Court Opinion

ID: 1303154
Source: CourtListenerOpinion
Date Created: 2013-10-30 05:24:32.819762+00
Date Added: 2024-06-11T11:06:05.602240
License: Public Domain

195 Ga. App. 94 (1990)
392 S.E.2d 305
KERSEY
v.
C.S.R.A. ECONOMIC OPPORTUNITY AUTHORITY, INC.
A90A0008.
Court of Appeals of Georgia.
Decided March 12, 1990.
Rehearing Denied March 26, 1990.
Cheney & Cheney, Curtis v. Cheney, Jr., for appellant.
Dye, Miller, Tucker & Everitt, Mark W. Wortham, A. Rowland Dye, for appellee.
BANKE, Presiding Judge.
This is an appeal from a grant of summary judgment to the defendant in a slip-and-fall action.

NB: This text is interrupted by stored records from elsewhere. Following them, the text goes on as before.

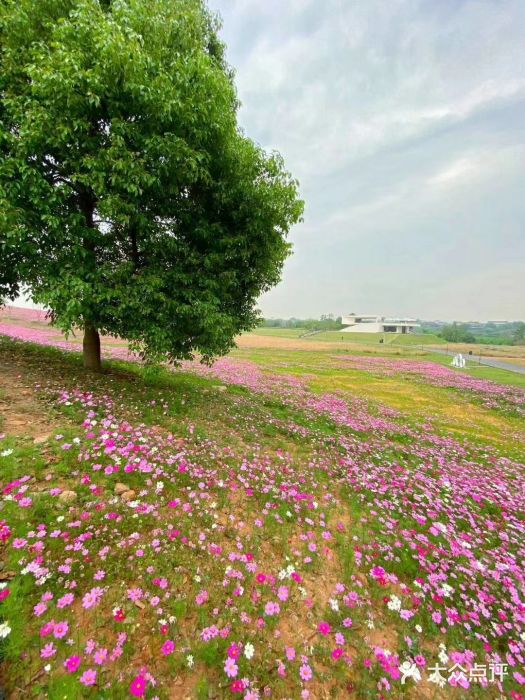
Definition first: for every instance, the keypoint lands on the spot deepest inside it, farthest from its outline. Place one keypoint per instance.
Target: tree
(518, 335)
(131, 203)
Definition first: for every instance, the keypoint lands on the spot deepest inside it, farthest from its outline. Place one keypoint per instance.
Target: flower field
(240, 531)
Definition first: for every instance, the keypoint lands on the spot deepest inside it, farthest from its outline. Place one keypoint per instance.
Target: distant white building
(370, 323)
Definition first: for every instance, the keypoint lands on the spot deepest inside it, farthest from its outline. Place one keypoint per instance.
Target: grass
(291, 462)
(374, 338)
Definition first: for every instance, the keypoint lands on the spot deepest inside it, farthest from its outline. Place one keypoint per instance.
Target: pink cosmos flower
(282, 593)
(138, 686)
(234, 651)
(230, 668)
(66, 600)
(72, 664)
(47, 629)
(48, 651)
(168, 647)
(60, 630)
(290, 653)
(39, 609)
(324, 628)
(272, 608)
(305, 672)
(92, 598)
(100, 656)
(89, 677)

The defendant is a non-profit corporation which distributes surplus food commodities to the elderly in Emanuel County, using the 4-H Club building as a distribution center. To facilitate the distribution process, the program participants queue up at the entrance ramp to the building, obtain the food commodities inside the facility, and exit through the rear door. Directly outside the rear door is a concrete stairway consisting of five steps, equipped with a handrail on either side. The plaintiff slipped and fell as she was descending this stairway while holding two bags of food given to her by the defendant. She acknowledged that she had exited the building using that particular stairway on at least one prior occasion, and she does not allege that there was any defect in the design or structure of the stairway itself. However, she contends that the defendant negligently exposed her to danger by sending her down this stairway while she was carrying, in her words, a "heavy load." Held:
Landowners or occupiers of land are not insurers of the safety of their invitees. Watson v. C & S Bank, 103 Ga. App. 535, 536 (120 SE2d 62) (1961). "`Falling and injuring one's self proves nothing. Such happenings are commonplace wherever humans go.' [Cit.] In order for a plaintiff to recover, two elements must be proven: '(1) Fault on the part of the owner, and (2) ignorance of the danger on the part of the invitee. The basis of the proprietor's liability is his superior knowledge, and if his invitee knows of the condition or hazard there is no duty on the part of the proprietor to warn (the invitee) and there is no liability for resulting injury because the invitee has as much knowledge as the proprietor does and then by voluntarily acting in view of (this) knowledge, assumes the risks and dangers incident to *95 the known condition.' [Cit.] `As was observed in Gibson v. Consolidated Credit Corp., 110 Ga. App. 170 (138 SE2d 77) [1964], there should be no duty to warn of the perfectly obvious such as posting a sign on a stairwell that "These are steps...." [Cit.]'" Gyles, Inc. v. Turner, 184 Ga. App. 376, 377 (361 SE2d 538) (1987). Moreover, "[t]he fact that [the plaintiff] had a package in her hands when she departed is not material." Garnett v. Mathison, 179 Ga. App. 242, 243 (345 SE2d 919) (1986).
Because there is no contention in the present case that the steps were defective and because the plaintiff clearly was as aware as the defendant of the alleged hazard which caused her to fall, we affirm the trial court's grant of summary judgment to the defendant.
Judgment affirmed. Birdsong and Cooper, JJ., concur.